Cape Town – The International Monetary Fund (IMF) said on Wednesday that SA’s subdued economic growth of just 0.7% for 2017 was not likely to improve much next year.
A delegation from the IMF was in South Africa between October 30 to November 8 to discuss recent economic developments.
In an ‘end-of-mission’ statement the delegation’s head Ana Lucía Coronel said the IMF thought it unlikely that economic growth would pick up next year.
“Despite South Africa’s institutional strength and favorable global conditions, increasing domestic political uncertainty and stalled reforms point to a challenging economic outlook,” said Coronel.
“Some sectors, including agriculture and mining, are certainly generating growth, but other key activities have stagnated or declined, as investment decisions are being postponed or abandoned.”
Coronel said that SA growth would recover only gradually in the medium term, unless the pace of implementation of structural reforms accelerated quickly enough to prompt a clear recovery in business and consumer confidence.
“Against current structural constraints, the envisaged growth upturn would be insufficient to reverse the ongoing decline in per-capita income and generate enough jobs to absorb the growing labor force,” she said.
She noted that slow growth and “inefficiencies in public enterprises” had taken a toll on SA’s public finances by generating revenue shortfalls.
These tax revenue shortfalls were highlighted in Finance Minister Malusi Gigaba’s October mini budget.

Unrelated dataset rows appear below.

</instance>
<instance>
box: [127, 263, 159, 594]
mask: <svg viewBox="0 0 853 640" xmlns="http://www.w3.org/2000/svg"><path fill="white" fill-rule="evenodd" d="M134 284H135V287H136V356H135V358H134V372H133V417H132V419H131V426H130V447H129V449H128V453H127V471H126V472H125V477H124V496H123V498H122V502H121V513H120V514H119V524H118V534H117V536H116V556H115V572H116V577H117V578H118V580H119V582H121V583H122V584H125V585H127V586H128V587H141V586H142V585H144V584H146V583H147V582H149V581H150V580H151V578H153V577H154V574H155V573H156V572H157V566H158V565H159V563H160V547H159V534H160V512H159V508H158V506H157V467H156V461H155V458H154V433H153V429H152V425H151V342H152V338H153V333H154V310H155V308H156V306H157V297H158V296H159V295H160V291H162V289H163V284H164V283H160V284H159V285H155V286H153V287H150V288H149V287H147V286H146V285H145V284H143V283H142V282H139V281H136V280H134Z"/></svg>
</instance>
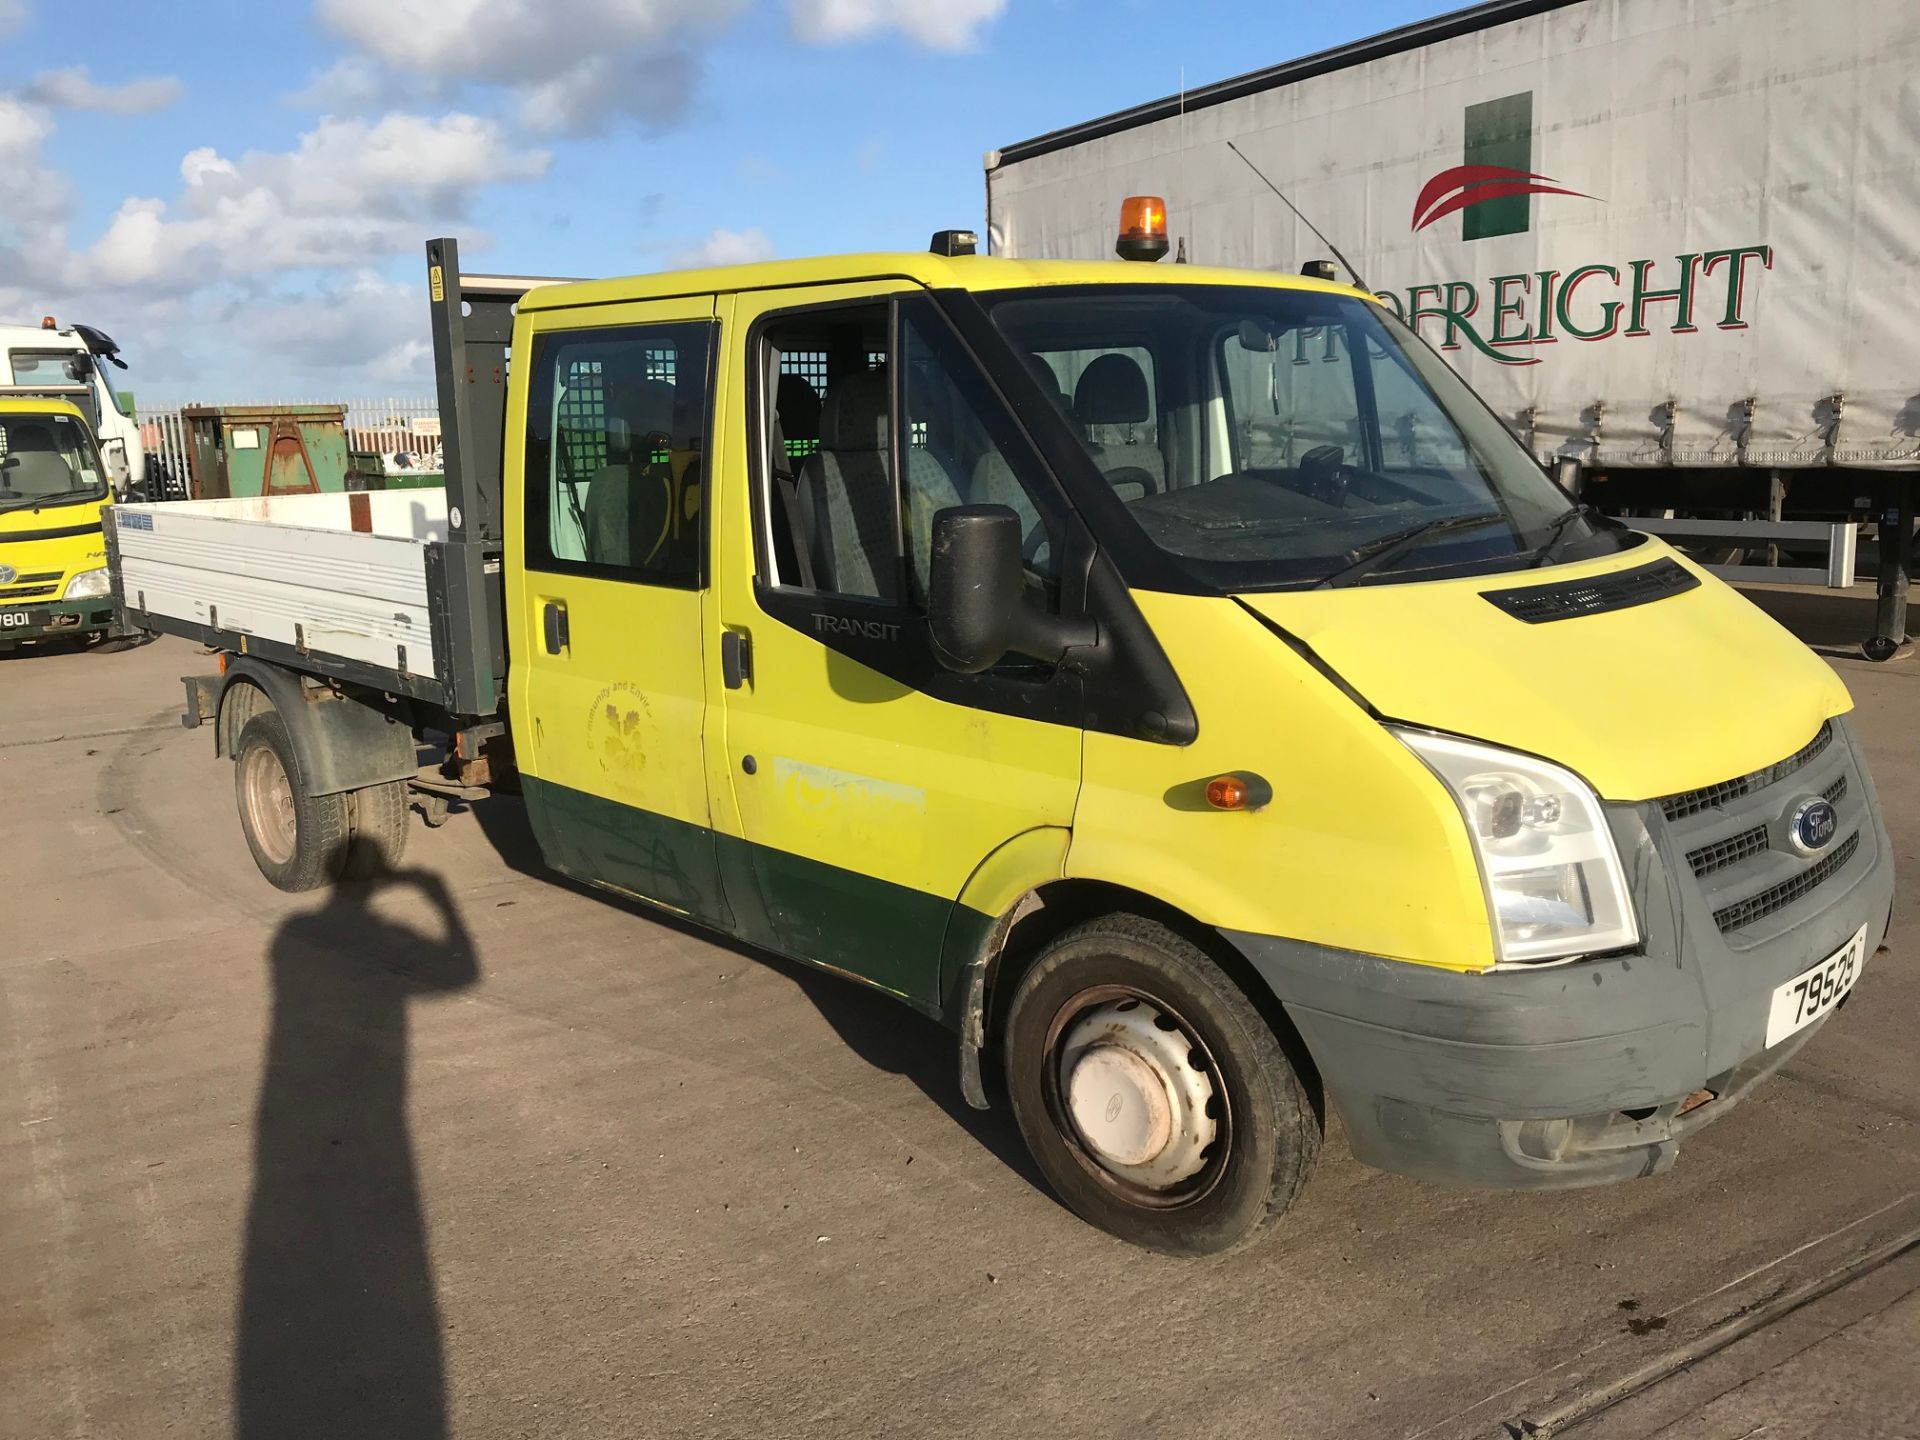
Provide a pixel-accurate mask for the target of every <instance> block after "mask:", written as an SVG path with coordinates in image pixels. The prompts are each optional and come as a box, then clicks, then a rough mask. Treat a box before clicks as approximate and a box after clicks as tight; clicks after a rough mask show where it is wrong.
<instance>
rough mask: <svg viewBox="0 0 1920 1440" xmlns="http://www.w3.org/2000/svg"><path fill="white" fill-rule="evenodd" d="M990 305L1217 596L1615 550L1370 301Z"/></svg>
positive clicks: (1562, 492)
mask: <svg viewBox="0 0 1920 1440" xmlns="http://www.w3.org/2000/svg"><path fill="white" fill-rule="evenodd" d="M983 300H985V303H987V305H989V309H991V315H993V319H995V324H996V326H998V330H1000V332H1002V334H1004V336H1006V340H1008V342H1012V346H1014V348H1016V349H1018V351H1020V353H1021V355H1023V357H1025V359H1027V363H1029V365H1031V367H1033V371H1035V374H1037V376H1039V378H1041V384H1043V388H1044V390H1046V392H1048V394H1050V396H1052V397H1054V401H1056V405H1058V407H1060V411H1062V415H1064V417H1066V419H1068V422H1069V424H1071V426H1073V432H1075V434H1077V436H1079V440H1081V444H1083V445H1085V449H1087V455H1089V457H1091V459H1092V463H1094V465H1096V467H1098V470H1100V474H1102V476H1104V478H1106V484H1108V486H1112V490H1114V495H1116V497H1117V499H1119V501H1121V503H1123V505H1125V511H1127V515H1129V518H1131V520H1133V522H1135V524H1137V526H1139V528H1140V530H1142V532H1144V536H1146V538H1148V540H1150V541H1152V543H1154V545H1158V547H1160V549H1162V551H1165V553H1167V555H1171V557H1175V559H1177V561H1179V563H1181V564H1183V568H1187V570H1188V572H1190V574H1194V576H1196V578H1200V580H1204V582H1208V584H1215V586H1219V588H1221V589H1265V588H1279V586H1311V584H1346V582H1354V584H1357V582H1359V580H1365V582H1369V584H1375V582H1382V580H1392V578H1415V576H1419V578H1430V576H1432V574H1434V572H1438V570H1446V568H1452V566H1475V568H1503V564H1501V563H1503V561H1505V563H1507V564H1526V563H1542V561H1549V559H1559V557H1561V555H1563V553H1565V555H1569V557H1571V553H1572V551H1574V549H1578V551H1580V553H1594V551H1596V547H1597V549H1611V547H1617V545H1620V543H1624V540H1622V538H1620V536H1617V534H1615V532H1607V530H1601V528H1599V526H1597V524H1588V522H1586V520H1584V518H1580V516H1578V515H1574V511H1572V501H1571V499H1569V497H1567V495H1565V492H1561V490H1559V488H1557V486H1555V484H1553V482H1551V480H1548V476H1546V474H1544V472H1542V470H1540V467H1538V465H1534V461H1532V459H1530V457H1528V455H1526V451H1524V449H1523V447H1521V445H1519V444H1517V442H1515V440H1513V436H1511V434H1509V432H1507V430H1505V426H1503V424H1501V422H1500V420H1498V419H1496V417H1494V415H1492V413H1490V411H1488V409H1486V407H1484V405H1482V403H1480V401H1478V399H1476V397H1475V396H1473V392H1471V390H1467V386H1465V384H1463V382H1461V380H1459V376H1455V374H1453V371H1452V369H1448V365H1446V363H1444V361H1442V359H1440V357H1438V355H1434V353H1432V351H1430V349H1428V348H1427V346H1425V344H1423V342H1419V340H1417V338H1415V336H1411V334H1409V332H1407V330H1405V326H1402V324H1400V323H1398V321H1396V319H1394V317H1392V315H1390V313H1386V311H1384V309H1382V307H1379V305H1375V303H1369V301H1365V300H1359V298H1348V296H1336V294H1321V292H1309V290H1277V288H1256V286H1246V288H1240V286H1135V284H1127V286H1117V284H1116V286H1085V288H1060V290H1046V292H1039V294H1035V292H1031V290H1029V292H1020V294H1008V296H1004V298H995V296H985V298H983ZM1563 545H1565V547H1567V549H1565V551H1563V549H1561V547H1563Z"/></svg>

“Due to lower than expected economic growth this year, gross tax revenue for 2017/18 is projected to be R50.8bn lower than projected in the budget,” said Gigaba, when he presented his mini budget statement in Parliament.
The finance minister added the budget deficit was expected to widen to 4.3% of GDP in 2017/18, far higher than its target of 3.1%.

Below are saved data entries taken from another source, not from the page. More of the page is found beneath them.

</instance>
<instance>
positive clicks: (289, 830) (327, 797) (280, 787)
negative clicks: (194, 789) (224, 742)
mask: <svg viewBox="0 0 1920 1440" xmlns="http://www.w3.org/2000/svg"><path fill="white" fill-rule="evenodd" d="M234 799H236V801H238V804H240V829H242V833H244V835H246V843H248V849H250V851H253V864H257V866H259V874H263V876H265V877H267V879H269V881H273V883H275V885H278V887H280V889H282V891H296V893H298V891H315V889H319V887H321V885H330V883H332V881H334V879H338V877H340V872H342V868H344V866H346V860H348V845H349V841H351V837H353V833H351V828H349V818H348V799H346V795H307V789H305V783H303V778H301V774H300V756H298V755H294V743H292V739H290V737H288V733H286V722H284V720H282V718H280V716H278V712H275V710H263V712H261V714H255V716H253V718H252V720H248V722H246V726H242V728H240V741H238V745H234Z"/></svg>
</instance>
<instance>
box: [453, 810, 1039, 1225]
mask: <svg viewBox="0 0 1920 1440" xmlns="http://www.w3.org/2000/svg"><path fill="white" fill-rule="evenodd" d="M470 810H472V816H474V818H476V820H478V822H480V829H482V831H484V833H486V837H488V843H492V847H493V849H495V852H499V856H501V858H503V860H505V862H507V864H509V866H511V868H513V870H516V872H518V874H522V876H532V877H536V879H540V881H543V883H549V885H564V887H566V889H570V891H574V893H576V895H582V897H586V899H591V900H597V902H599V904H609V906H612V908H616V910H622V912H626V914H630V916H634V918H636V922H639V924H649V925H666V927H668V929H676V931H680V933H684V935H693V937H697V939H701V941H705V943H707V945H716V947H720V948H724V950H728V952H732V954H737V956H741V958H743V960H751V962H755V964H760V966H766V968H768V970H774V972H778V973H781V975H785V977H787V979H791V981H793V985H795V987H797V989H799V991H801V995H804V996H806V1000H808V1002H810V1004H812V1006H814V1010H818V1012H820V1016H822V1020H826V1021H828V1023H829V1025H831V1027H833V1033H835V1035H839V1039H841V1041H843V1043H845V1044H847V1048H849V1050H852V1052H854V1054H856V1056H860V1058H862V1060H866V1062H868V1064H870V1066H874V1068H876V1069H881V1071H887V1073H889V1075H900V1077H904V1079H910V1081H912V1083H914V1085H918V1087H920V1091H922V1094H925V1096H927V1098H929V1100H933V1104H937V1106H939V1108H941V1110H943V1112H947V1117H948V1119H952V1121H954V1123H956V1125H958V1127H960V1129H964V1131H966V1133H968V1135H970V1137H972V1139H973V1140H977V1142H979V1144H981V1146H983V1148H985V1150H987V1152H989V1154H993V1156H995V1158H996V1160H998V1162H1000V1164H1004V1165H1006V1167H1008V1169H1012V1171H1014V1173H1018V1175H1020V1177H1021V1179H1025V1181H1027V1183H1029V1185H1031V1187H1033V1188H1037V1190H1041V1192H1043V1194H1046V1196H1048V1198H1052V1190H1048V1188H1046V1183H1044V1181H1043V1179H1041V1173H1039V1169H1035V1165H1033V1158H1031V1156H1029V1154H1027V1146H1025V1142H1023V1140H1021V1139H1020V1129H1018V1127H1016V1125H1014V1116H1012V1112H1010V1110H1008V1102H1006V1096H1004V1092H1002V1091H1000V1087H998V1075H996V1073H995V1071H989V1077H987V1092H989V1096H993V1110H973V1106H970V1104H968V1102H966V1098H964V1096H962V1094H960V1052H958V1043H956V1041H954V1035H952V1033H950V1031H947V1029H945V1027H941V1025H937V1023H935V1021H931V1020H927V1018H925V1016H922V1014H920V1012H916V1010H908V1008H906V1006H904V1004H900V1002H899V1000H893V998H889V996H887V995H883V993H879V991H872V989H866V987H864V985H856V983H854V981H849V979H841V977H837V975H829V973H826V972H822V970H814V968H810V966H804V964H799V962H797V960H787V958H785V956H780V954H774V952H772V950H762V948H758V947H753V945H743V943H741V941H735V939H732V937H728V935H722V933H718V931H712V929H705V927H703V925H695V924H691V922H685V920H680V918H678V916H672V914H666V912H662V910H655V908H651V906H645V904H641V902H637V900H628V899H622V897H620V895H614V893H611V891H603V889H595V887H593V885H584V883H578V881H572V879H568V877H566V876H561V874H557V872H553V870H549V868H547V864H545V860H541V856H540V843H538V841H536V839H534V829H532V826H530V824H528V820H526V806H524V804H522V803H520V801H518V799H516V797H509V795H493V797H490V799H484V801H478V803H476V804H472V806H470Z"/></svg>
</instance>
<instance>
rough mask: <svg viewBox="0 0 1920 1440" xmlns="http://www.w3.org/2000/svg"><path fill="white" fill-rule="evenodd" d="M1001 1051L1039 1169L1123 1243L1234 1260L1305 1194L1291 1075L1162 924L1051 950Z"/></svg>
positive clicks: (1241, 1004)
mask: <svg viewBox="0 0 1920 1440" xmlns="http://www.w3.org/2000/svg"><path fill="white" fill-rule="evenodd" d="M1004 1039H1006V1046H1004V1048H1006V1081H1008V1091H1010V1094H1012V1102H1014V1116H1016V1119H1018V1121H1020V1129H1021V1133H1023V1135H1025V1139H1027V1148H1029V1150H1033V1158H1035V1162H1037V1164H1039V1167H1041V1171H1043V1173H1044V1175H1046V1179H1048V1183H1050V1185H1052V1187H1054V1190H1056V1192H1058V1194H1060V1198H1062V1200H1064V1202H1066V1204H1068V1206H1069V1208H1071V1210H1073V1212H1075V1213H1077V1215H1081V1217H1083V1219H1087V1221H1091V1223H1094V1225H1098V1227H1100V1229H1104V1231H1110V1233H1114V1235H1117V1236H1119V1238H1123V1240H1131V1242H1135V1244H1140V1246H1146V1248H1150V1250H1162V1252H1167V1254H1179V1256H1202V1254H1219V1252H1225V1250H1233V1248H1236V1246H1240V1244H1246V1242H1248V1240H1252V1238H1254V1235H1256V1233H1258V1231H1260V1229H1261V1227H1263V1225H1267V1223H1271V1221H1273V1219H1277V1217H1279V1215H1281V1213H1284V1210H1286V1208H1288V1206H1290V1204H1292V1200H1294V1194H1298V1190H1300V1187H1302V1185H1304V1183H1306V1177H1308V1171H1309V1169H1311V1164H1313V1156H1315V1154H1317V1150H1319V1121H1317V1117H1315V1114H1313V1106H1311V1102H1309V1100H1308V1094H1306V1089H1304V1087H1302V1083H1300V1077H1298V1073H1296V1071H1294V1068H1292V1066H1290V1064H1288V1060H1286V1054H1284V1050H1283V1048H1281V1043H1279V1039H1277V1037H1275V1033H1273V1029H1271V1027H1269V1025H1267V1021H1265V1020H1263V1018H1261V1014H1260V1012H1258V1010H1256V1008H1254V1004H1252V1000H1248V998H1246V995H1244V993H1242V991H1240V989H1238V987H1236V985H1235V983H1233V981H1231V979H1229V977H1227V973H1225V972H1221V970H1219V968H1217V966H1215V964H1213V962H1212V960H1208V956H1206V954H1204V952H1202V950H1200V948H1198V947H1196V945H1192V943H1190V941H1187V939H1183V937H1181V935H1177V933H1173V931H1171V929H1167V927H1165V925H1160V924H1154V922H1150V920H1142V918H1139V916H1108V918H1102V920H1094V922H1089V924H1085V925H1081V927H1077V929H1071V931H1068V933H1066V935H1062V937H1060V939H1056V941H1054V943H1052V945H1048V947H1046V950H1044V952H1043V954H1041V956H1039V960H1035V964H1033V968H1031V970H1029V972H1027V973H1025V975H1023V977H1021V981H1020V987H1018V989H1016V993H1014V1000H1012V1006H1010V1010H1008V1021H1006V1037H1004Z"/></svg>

“Gross national debt is projected to reach 61% of GDP by 2022, with debt-service costs approaching 15% of main budget revenue by 2020/21,” said Gigaba.
The state’s total revenue shortfall, over three years, may reach R209bn, based on Treasury predictions.
Coronel advised the presidential fiscal committee that reforms to improve governance and procurement practices and “remove any obstacles to investment” were essential.
“Special emphasis should be placed on prompt implementation of sanctions against deviations from the Public Financial Management Act to increase deterrence,” she said, adding that the early announcement and timely implementation of a strong adjustment and reform plan should be a state priority to restore investor and consumer confidence.
“This would increase competition in key markets, reduce input costs for households and businesses, and, in turn, lead to a virtuous cycle between economic growth, job creation, and inequality reduction,” she said.